India is among over 100 countries that will face “serious obstacles” in the next few decades to become high-income countries, as per a new World Bank report. It noted that India could take as many as 75 years to attain one-quarter of the United States income per capita, PTI reported.
The ‘World Development Report 2024: The Middle Income Trap’ report by the international bank further noted that China may take over 10 years to achieve this feat, and Indonesia close to 70 years, it added.
The report said lessons from the past 50 years shows that countries usually hit a “trap” when they reach 10 per cent of the annual US GDP per capita or middle of the range as per what the World Bank classifies as middle-income countries — equivalent to $8,0000 as on date.
By 2023-end, 108 countries with a total population of six billion (75 per cent of the world) were classified as ‘middle-income’. They each had annual GDP per capital between $1,136-13,845, and two out of three people still living in poverty, the report added.

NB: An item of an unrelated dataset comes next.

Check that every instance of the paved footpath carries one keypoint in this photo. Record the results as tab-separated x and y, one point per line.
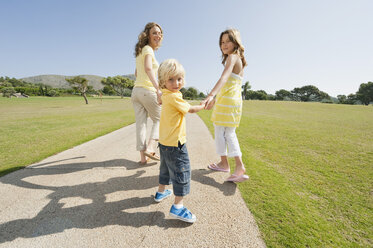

“The road ahead has even stiffer challenges than those seen in the past: rapidly ageing populations and burgeoning debt, fierce geopolitical and trade frictions, and the growing difficulty of speeding up economic progress without fouling the environment,” the WB report said.
“Yet many middle-income countries still use a playbook from the last century, relying mainly on policies designed to expand investment. That is like driving a car just in first gear and trying to make it go faster,” it added.
According to Indermit Gill, Chief Economist of the World Bank Group and Senior Vice President for Development Economics, if middle-income countries stick to the old playbook, they “will lose the race to create reasonably prosperous societies by the middle of this century”.
“At current trends, it will take China more than 10 years just to reach one-quarter of US income per capita, Indonesia nearly 70 years, and India 75 years,” as per the report.
Gill also said the battle for global economic prosperity will largely be won or lost in middle-income countries.
The report said all countries need to adopt a sequenced and progressively more sophisticated mix of policies.
Notably, since 1990, only 34 middle-income economies have managed to shift to high-income status — and more than a third of them were either beneficiaries of integration into the European Union (EU), or of previously undiscovered oil, the World Bank said.